DEVLET Başkanının eniştesi çalmış.
Devlet Başkanının kuzeni indiragandi yapmış.
Başbakanın oğlu götürmüş.
Başbakanın damadı araklamış.
Başbakanın kızı tırtıklamış.
Bir generalin yeğeni ham yapmış.
Bir başka generalin torunu durur mu, o da egavlamış.
Merkez Bankası Başkanının damadı kel mi, sırma saçlı mı bilemem ama o da kalk gidelim yapmış.
Başkan Yardımcısının oğulları geri kalmamış haliyle acık da bağa vir diyerek sahneye dalmışlar.
Başkent Valisi, koca vali yani... Onun oğlunun poposu ayazda mı kalsın? Kalmasın, o da dalmış halkın cebine.
Liste uzun... Politikacıların akrabaları başrolde ama finansçı da var, asker de, memur da, amir de...

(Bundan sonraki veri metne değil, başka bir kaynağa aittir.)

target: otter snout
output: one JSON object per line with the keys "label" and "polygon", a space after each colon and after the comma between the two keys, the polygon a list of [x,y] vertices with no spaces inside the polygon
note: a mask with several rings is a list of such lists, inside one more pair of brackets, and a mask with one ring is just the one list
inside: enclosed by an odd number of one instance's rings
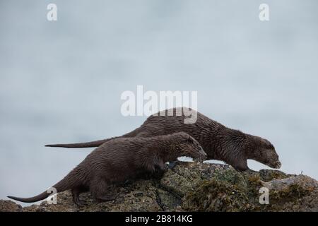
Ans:
{"label": "otter snout", "polygon": [[281,167],[281,162],[279,160],[271,162],[268,165],[270,167],[273,169],[280,169]]}

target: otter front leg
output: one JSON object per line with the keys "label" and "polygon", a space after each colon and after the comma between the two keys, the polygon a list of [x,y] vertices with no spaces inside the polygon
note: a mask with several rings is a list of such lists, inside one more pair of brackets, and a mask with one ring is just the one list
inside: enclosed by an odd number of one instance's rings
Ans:
{"label": "otter front leg", "polygon": [[82,201],[79,198],[80,194],[86,191],[87,189],[84,189],[81,187],[76,187],[71,190],[72,196],[73,196],[73,201],[75,204],[76,204],[78,207],[83,207],[85,206],[85,203],[83,203]]}
{"label": "otter front leg", "polygon": [[102,178],[94,179],[91,182],[90,189],[93,196],[98,202],[105,202],[116,199],[116,195],[107,194],[107,184]]}
{"label": "otter front leg", "polygon": [[163,161],[160,161],[155,165],[155,172],[153,172],[153,175],[155,177],[161,177],[163,174],[167,171],[167,165],[163,162]]}
{"label": "otter front leg", "polygon": [[230,165],[237,171],[246,171],[249,170],[247,166],[247,160],[242,156],[231,158],[225,161],[225,162]]}

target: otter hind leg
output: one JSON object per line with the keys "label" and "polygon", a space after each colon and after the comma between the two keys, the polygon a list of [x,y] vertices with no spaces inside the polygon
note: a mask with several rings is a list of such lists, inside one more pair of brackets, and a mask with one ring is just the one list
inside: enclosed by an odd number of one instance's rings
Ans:
{"label": "otter hind leg", "polygon": [[114,200],[117,197],[114,194],[107,194],[107,183],[104,179],[95,179],[92,182],[90,192],[97,202],[105,202]]}
{"label": "otter hind leg", "polygon": [[249,170],[247,166],[247,160],[243,156],[237,156],[236,157],[228,159],[225,162],[230,165],[237,171],[242,172]]}
{"label": "otter hind leg", "polygon": [[73,201],[75,204],[76,204],[78,207],[83,207],[85,206],[85,203],[79,198],[80,194],[85,192],[86,189],[84,189],[81,187],[76,187],[71,190]]}

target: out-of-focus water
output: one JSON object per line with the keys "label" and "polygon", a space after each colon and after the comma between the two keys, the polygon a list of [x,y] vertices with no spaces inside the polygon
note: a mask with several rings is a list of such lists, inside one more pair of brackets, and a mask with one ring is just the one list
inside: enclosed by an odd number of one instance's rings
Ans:
{"label": "out-of-focus water", "polygon": [[[0,2],[0,198],[30,196],[122,135],[124,90],[196,90],[199,111],[261,136],[288,173],[318,178],[317,1]],[[257,170],[267,168],[249,162]]]}

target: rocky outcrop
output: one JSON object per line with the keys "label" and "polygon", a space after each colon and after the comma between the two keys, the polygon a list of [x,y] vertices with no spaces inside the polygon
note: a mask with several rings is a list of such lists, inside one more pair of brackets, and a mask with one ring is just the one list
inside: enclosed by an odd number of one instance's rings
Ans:
{"label": "rocky outcrop", "polygon": [[[269,204],[260,204],[260,189]],[[0,211],[318,211],[318,182],[278,170],[239,172],[225,165],[179,162],[161,179],[139,180],[112,189],[115,200],[96,203],[81,195],[85,207],[73,203],[69,191],[57,204],[21,207],[0,201]]]}

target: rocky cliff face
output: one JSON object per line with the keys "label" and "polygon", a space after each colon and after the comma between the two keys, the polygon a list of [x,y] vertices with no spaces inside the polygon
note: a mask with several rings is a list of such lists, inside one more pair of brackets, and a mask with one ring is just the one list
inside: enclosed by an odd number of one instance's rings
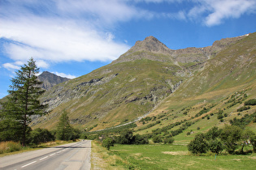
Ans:
{"label": "rocky cliff face", "polygon": [[59,83],[69,80],[67,78],[63,78],[48,71],[42,72],[40,75],[38,75],[37,78],[39,81],[43,83],[41,85],[41,87],[46,91],[50,90],[52,87]]}

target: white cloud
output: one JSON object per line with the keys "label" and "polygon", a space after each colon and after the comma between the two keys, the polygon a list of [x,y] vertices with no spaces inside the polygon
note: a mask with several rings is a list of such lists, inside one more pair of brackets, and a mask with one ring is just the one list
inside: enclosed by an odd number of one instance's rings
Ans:
{"label": "white cloud", "polygon": [[0,38],[14,61],[34,57],[41,67],[67,61],[112,61],[130,47],[115,41],[119,22],[134,19],[203,22],[210,27],[229,18],[255,12],[255,0],[191,0],[193,6],[156,12],[137,3],[180,3],[184,0],[4,1],[0,6]]}
{"label": "white cloud", "polygon": [[60,77],[63,77],[63,78],[68,78],[68,79],[75,79],[76,78],[76,75],[72,75],[72,74],[64,74],[64,73],[59,73],[59,72],[52,72],[53,74],[56,74],[56,75],[59,75]]}
{"label": "white cloud", "polygon": [[15,63],[4,63],[2,66],[8,70],[19,70],[20,66],[17,66]]}
{"label": "white cloud", "polygon": [[[136,10],[124,2],[50,2],[55,8],[41,1],[8,2],[0,11],[0,37],[11,40],[4,48],[14,61],[33,57],[43,67],[48,67],[49,62],[106,62],[116,59],[129,49],[124,43],[115,42],[113,33],[99,28],[134,17]],[[35,8],[38,14],[33,11]],[[48,13],[42,16],[40,10]]]}

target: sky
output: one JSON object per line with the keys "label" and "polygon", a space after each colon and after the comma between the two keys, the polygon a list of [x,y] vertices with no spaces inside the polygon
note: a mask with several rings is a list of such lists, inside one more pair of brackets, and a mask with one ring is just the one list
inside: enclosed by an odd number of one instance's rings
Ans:
{"label": "sky", "polygon": [[74,79],[154,36],[169,49],[256,32],[256,0],[0,0],[0,98],[30,57]]}

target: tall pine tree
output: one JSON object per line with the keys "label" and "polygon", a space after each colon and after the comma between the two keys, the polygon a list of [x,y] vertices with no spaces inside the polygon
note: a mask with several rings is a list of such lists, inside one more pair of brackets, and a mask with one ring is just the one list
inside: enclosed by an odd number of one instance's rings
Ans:
{"label": "tall pine tree", "polygon": [[69,117],[67,113],[64,111],[57,125],[56,136],[59,140],[68,141],[72,138],[73,129],[69,124]]}
{"label": "tall pine tree", "polygon": [[11,79],[11,90],[8,91],[8,101],[2,104],[2,119],[19,123],[20,130],[22,132],[20,142],[23,146],[26,144],[29,134],[30,116],[45,114],[47,107],[38,100],[38,97],[45,91],[38,86],[41,84],[37,77],[38,73],[39,68],[32,57],[28,64],[16,71],[16,77]]}

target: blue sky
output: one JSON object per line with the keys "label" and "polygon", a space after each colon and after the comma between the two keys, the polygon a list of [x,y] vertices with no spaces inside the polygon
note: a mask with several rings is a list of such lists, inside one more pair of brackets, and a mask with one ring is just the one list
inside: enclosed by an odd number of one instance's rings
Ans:
{"label": "blue sky", "polygon": [[256,0],[0,0],[0,98],[33,57],[76,78],[154,36],[172,49],[256,32]]}

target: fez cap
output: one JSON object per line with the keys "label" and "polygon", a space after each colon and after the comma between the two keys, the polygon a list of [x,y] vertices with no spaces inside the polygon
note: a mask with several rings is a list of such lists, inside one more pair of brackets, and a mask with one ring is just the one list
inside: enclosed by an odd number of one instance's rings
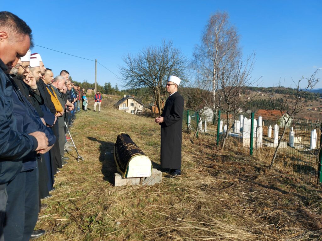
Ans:
{"label": "fez cap", "polygon": [[40,62],[41,61],[42,61],[43,60],[41,59],[41,57],[40,56],[40,55],[38,54],[38,53],[34,53],[33,54],[32,54],[31,55],[32,57],[35,57],[37,58],[38,59],[38,60]]}

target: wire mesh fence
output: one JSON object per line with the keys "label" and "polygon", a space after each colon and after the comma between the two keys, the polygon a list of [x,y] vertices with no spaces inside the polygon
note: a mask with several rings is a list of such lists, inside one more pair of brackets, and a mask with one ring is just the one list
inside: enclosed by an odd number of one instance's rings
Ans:
{"label": "wire mesh fence", "polygon": [[185,129],[198,128],[199,135],[206,132],[213,136],[218,145],[225,137],[225,148],[251,155],[267,165],[278,146],[274,165],[304,181],[322,183],[320,121],[291,118],[277,111],[239,112],[234,116],[219,112],[210,117],[187,111],[183,123]]}

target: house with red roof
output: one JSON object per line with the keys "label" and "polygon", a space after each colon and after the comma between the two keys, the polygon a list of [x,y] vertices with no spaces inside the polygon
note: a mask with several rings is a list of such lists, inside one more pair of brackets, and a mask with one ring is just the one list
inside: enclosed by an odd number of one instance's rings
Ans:
{"label": "house with red roof", "polygon": [[[290,118],[287,112],[276,110],[259,110],[255,113],[254,117],[257,119],[259,116],[263,118],[265,125],[270,125],[272,126],[277,124],[279,127],[284,127],[286,121]],[[291,126],[291,124],[292,120],[290,120],[288,122],[287,127]]]}

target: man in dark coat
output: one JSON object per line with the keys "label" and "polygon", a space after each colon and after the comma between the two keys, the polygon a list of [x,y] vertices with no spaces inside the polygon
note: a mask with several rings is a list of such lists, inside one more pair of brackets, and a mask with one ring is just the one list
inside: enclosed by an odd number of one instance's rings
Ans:
{"label": "man in dark coat", "polygon": [[181,174],[182,116],[185,102],[178,93],[181,80],[170,76],[166,90],[170,96],[166,102],[163,111],[155,121],[161,126],[161,167],[170,168],[166,177],[173,178]]}

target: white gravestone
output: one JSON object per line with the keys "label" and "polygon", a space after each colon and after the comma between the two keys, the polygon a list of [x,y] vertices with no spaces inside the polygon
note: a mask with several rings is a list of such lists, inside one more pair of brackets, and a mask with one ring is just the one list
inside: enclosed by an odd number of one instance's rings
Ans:
{"label": "white gravestone", "polygon": [[269,138],[272,138],[272,126],[268,127],[268,130],[267,131],[267,137]]}
{"label": "white gravestone", "polygon": [[235,124],[236,125],[236,130],[234,132],[238,134],[241,133],[241,122],[239,121],[236,121]]}
{"label": "white gravestone", "polygon": [[259,126],[257,127],[256,132],[256,147],[257,148],[261,147],[263,145],[263,127]]}
{"label": "white gravestone", "polygon": [[263,126],[263,117],[261,116],[259,116],[257,119],[257,124],[259,127],[261,127]]}
{"label": "white gravestone", "polygon": [[251,121],[244,117],[242,132],[242,143],[244,147],[249,147],[251,139]]}
{"label": "white gravestone", "polygon": [[312,130],[311,132],[311,142],[310,144],[310,149],[315,149],[317,147],[317,130]]}
{"label": "white gravestone", "polygon": [[295,133],[293,130],[293,128],[291,127],[291,130],[289,131],[289,145],[291,147],[294,147],[294,137]]}
{"label": "white gravestone", "polygon": [[257,128],[257,121],[254,120],[254,123],[253,123],[253,137],[256,137],[256,128]]}
{"label": "white gravestone", "polygon": [[223,122],[222,121],[221,121],[219,122],[219,133],[223,132]]}
{"label": "white gravestone", "polygon": [[277,145],[279,142],[279,126],[275,124],[274,126],[274,145]]}
{"label": "white gravestone", "polygon": [[242,115],[241,115],[239,116],[239,123],[240,123],[241,125],[241,129],[242,129],[243,126],[243,123],[244,121],[244,116]]}

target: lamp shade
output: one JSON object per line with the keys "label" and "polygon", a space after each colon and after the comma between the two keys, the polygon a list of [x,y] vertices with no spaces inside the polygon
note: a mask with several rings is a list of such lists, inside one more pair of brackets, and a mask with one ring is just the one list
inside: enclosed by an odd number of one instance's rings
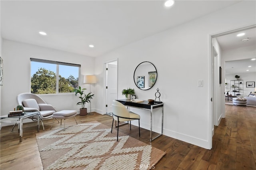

Popüler deyişle Hepiniz oradaydınız huleyn! dedirtecek bir manzara.
Çalmışlar, haksız kazanç elde etmişler, güç zehirlenmesinin ve haysiyetsizliğin dibine vurmuşlar.
Hortumun bir ucunu zaten ellerinde olan sisteme, diğerini Karayiplerdeki banka hesaplarına bağlamış, emdikçe emmişler.
Yürüyen, kıyı bankacılığına aktarılan paranın 1 trilyon ile 4 trilyon dolar arasında olduğu tahmin ediliyor.
Namlı finans devleri, bankalar, aracı kurumlar yol arkadaşlığı, akıl hocalığı, cukkalama teknikleri öğretmeni olarak hizmet vermiş.
Biri çalmış, biri aktarmış, biri aklamış/paklamış...
Bu işlerin yürüdüğü memlekette 300 milyon insan günde 2 doların altında gelirle açlık, sefalet içinde hayatta kalmaya çalışırken, en zengin 100 kişinin 300 milyar doların üstünde (buzdağının görünen kısmı!) oturduğunu biliyoruz.
Halihazırda yönetimde olan veya eskiden sofranın başında oturan siyasi elitin Karayiplerdeki toplam 21 bin hesapta milyarlarca dolar biriktirdiği ortaya çıktı.
Ülke yöneticileri, haberi yayınlayan Guardian gazetesine Dış mihrak... Lobi uşağı.... Paralel evren gastesi!.. muamelesi yaptı ve web sayfasına erişimi engelledi.
Sevgili okur, için rahat olsun.
Bu memleket neyse ki Türkiye değil, Çin.
Yolsuzluk haberleri Çinde karartılır, Türkiyede olmaz öyle şey.
Haberin yayılmasını engellemek için internet yasakları Çinde devreye girer, Türkiyede olmaz öyle şey.
Güç sahiplerinin yakınları Çini soyup soğana çevirir, nepotizmin dibine Çinde vurulur, Türkiyede olmaz öyle şey.
Olmaz ama olursa da evlatlıktan reddederiz.
Orası Çin, burası Türkiye; yok öyle!